Our results are consistent with previous findings. Zhang et al. identified circulating miRNA-195 as a diagnostic biomarker for the early detection of cervical cancer [
24]. Cai et al. showed the association between decreased serum miRNA-195 expression and positive distant metastasis, advanced clinical stage, and poor overall survival and disease-free survival in human osteosarcoma [
25]. In addition, serum miRNA-195 was predictive of recurrence risk in adrenocortical cancer patients [
22]. In patients with breast cancer, serum miRNA-195 had a higher sensitivity for detecting tumor response to neoadjuvant chemotherapy than conventional tumor markers such as CEA and CA153. The potential diagnostic and prognostic value of blood miRNA-195 in other human malignancies would be an interesting and important topic of future investigations.
Recently, Zhao et al. showed upregulation of miRNA-195 expression in tumor tissues and plasma of NSCLC patients and reported that there was no significant association between plasma miRNA-195 level and patient survival [
33]. These results are surprising because decreased miRNA-195 expression has been reported in many human cancers including NSCLC. Zhou et al. demonstrated miRNA-195 downregulation in NSCLC samples and cell lines [
34]. Liu et al. confirmed decreased miRNA-195 expression in NSCLC tumor tissues and its association with poor survival [
26]. In vitro and in vivo functional assays revealed that miRNA-195 overexpression suppressed NSCLC growth, migration, and invasion [
26,
34]. We suggest further studies with larger sample size to clarify miRNA-195 expression and its clinical and prognostic significance in NSCLC.

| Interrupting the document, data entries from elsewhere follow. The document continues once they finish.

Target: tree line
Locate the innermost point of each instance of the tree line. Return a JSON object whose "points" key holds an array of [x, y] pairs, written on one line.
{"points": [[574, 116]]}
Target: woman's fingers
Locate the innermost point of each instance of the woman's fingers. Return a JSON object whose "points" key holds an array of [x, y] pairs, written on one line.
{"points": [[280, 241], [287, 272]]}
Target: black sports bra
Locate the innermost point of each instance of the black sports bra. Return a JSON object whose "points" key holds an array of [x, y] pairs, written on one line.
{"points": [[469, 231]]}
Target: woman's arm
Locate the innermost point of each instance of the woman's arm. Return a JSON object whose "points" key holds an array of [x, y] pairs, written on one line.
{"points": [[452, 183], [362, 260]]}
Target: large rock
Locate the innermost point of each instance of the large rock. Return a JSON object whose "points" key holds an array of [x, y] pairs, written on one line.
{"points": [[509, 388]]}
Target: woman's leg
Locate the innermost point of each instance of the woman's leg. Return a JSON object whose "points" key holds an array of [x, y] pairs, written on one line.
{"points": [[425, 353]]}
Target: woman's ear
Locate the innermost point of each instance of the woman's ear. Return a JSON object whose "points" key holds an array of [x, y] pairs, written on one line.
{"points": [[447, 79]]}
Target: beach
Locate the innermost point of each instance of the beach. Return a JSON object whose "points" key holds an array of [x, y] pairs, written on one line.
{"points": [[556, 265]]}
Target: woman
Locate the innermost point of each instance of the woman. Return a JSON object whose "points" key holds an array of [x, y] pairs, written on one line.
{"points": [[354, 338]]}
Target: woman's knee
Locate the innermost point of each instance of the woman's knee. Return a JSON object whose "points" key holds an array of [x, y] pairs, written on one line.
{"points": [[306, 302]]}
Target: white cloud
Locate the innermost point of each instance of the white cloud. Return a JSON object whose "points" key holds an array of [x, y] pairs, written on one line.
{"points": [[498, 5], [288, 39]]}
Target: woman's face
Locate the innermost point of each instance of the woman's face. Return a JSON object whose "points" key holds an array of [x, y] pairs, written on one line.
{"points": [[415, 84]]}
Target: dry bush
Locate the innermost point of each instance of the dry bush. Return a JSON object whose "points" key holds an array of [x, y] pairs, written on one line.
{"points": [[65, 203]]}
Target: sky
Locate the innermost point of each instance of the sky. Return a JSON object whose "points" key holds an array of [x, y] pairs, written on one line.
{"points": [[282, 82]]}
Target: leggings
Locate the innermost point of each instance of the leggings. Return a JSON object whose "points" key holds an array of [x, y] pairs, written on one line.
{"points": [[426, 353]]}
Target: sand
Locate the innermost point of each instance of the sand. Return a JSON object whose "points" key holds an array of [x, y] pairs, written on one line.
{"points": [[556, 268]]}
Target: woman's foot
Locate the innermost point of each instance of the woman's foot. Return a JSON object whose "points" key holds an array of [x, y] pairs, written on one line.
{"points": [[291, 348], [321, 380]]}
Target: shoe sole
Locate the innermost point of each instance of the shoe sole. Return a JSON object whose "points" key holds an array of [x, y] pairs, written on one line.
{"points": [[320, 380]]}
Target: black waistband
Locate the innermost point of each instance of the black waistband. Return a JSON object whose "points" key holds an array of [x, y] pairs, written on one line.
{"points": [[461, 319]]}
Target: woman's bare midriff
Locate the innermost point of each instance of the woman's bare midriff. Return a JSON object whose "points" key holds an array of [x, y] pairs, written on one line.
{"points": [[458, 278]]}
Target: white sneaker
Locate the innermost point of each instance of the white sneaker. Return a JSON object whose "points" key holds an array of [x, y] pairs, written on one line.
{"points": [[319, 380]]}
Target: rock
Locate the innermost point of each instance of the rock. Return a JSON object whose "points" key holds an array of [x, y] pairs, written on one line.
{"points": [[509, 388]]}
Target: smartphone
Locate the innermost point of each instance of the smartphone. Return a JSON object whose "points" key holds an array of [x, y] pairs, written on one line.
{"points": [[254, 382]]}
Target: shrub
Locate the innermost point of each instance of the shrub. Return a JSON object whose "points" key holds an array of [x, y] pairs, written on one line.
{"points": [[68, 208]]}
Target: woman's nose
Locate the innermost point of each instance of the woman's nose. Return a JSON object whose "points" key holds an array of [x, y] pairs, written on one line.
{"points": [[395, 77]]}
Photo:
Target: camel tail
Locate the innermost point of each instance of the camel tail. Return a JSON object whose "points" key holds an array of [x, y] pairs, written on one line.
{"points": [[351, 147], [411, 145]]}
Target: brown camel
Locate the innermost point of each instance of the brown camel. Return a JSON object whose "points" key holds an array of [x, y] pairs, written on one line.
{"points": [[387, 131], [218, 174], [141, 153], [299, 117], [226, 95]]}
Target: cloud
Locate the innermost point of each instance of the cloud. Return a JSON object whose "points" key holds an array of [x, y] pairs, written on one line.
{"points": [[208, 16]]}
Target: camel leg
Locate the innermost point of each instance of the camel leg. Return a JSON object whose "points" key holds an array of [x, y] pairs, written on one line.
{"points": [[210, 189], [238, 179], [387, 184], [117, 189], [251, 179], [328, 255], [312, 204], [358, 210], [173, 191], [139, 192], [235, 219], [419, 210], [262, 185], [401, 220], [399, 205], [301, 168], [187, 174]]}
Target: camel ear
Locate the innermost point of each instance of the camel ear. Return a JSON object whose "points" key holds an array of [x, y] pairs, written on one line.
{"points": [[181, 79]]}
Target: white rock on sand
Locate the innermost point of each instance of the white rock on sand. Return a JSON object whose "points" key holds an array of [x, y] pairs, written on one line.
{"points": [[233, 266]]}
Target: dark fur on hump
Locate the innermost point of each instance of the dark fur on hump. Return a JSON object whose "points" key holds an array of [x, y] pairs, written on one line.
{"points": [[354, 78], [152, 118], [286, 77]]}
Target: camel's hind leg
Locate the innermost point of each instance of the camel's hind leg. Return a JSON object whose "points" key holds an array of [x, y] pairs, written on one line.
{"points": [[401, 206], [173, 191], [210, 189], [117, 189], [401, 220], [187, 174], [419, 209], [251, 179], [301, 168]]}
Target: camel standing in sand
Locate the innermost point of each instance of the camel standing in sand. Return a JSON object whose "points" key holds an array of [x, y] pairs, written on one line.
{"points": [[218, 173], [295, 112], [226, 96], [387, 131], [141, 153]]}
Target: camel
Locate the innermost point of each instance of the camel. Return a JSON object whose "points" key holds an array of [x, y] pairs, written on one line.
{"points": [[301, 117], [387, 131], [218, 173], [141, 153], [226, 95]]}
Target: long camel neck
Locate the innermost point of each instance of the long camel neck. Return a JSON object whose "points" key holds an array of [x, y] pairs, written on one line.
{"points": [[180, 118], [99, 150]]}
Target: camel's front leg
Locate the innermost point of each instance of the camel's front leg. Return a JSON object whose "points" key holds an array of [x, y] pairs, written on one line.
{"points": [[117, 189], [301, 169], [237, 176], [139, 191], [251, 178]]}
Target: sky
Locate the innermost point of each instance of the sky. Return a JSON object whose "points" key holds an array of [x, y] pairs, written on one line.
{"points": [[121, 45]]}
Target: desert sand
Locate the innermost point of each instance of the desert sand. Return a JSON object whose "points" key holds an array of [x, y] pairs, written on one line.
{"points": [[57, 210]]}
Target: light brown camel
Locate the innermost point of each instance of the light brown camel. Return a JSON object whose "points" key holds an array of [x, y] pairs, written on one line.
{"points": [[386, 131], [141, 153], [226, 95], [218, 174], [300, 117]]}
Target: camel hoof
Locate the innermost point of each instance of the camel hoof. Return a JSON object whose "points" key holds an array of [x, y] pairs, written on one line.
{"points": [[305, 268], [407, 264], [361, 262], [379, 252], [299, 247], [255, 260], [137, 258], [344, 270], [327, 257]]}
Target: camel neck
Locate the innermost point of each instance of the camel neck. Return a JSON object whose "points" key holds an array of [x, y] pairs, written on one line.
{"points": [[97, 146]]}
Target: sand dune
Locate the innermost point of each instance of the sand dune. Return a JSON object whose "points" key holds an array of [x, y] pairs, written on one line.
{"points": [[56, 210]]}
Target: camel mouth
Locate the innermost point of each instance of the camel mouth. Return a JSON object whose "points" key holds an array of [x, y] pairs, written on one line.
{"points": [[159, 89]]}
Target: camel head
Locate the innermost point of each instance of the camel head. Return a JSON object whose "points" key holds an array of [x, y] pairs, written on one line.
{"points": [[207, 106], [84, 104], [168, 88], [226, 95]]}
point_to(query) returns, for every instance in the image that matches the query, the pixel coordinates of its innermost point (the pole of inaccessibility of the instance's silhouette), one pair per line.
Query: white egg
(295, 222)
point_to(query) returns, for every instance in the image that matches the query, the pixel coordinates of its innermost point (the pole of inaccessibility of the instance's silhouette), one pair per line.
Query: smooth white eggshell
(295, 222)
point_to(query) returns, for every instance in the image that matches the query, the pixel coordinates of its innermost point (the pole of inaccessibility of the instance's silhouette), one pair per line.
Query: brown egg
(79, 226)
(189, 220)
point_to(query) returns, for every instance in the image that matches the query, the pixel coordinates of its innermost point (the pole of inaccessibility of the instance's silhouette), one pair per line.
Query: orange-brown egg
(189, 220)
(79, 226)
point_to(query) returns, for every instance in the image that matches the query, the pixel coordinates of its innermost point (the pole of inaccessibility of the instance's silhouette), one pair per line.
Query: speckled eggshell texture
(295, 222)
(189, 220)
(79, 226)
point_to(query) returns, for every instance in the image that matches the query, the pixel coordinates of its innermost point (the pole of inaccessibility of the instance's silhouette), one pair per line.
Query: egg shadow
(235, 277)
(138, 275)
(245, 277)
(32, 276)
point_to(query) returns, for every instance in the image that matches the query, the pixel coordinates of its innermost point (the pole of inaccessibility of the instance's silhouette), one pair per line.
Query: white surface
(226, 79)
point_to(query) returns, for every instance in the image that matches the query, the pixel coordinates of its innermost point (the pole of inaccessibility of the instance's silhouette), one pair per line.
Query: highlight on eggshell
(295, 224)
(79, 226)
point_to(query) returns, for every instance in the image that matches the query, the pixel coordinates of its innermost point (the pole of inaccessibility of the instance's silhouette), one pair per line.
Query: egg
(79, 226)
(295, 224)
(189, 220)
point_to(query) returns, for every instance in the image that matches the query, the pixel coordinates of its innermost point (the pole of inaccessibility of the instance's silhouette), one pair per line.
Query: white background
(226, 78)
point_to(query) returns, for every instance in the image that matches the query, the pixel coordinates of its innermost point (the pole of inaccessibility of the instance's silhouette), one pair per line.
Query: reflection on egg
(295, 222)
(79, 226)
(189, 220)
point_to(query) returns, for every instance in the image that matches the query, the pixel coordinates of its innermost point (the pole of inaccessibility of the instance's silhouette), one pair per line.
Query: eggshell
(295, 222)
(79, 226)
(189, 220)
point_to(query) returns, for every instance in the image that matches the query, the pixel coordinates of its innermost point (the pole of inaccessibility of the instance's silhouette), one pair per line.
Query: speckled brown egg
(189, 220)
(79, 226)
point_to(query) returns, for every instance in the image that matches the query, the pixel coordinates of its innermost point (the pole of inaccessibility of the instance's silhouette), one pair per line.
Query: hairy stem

It is now clear that miRNAs exhibit oncogenic or tumor suppressive properties by regulation of target gene expression. MicroRNA-195 inhibits proliferation, invasion, and metastasis in breast cancer cells by targeting FASN, HMGCR, ACACA, and CYP27B1 [
35]. MicroRNA-195 suppresses glucose uptake and proliferation of human bladder cancer cells by regulating GLUT3 expression [
36]. MicroRNA-195 promotes apoptosis and suppresses tumorigenicity of human colorectal cancer cells by downregulating Bcl-2 [
37]. In NSCLC, MYB and CHEK1 have been confirmed as direct targets of miRNA-195 [
26,
34]. Previous studies have confirmed that there is no “one-to-one” connection between miRNAs and target mRNAs. An average miRNA can have more than 100 targets [
38]. Conversely, several miRNAs can converge on a single transcript target. Thus, the potential regulatory circuitry afforded by miRNA-195 may be enormous, and the accurate molecular mechanisms on how miRNA-195 mediates NSCLC carcinogenesis and development need further clarification.
Conclusions
In summary, the current study showed that the level of plasma miRNA-195 was downregulated in NSCLC patients and associated with aggressive clinicopathological characteristics. More importantly, decreased plasma miRNA-195 could distinguish NSCLC from healthy control and predict poor patient survival. Based on these results, plasma miRNA-195 might serve as a reliable minimally invasive biomarker for early detection and prognostic evaluation of NSCLC.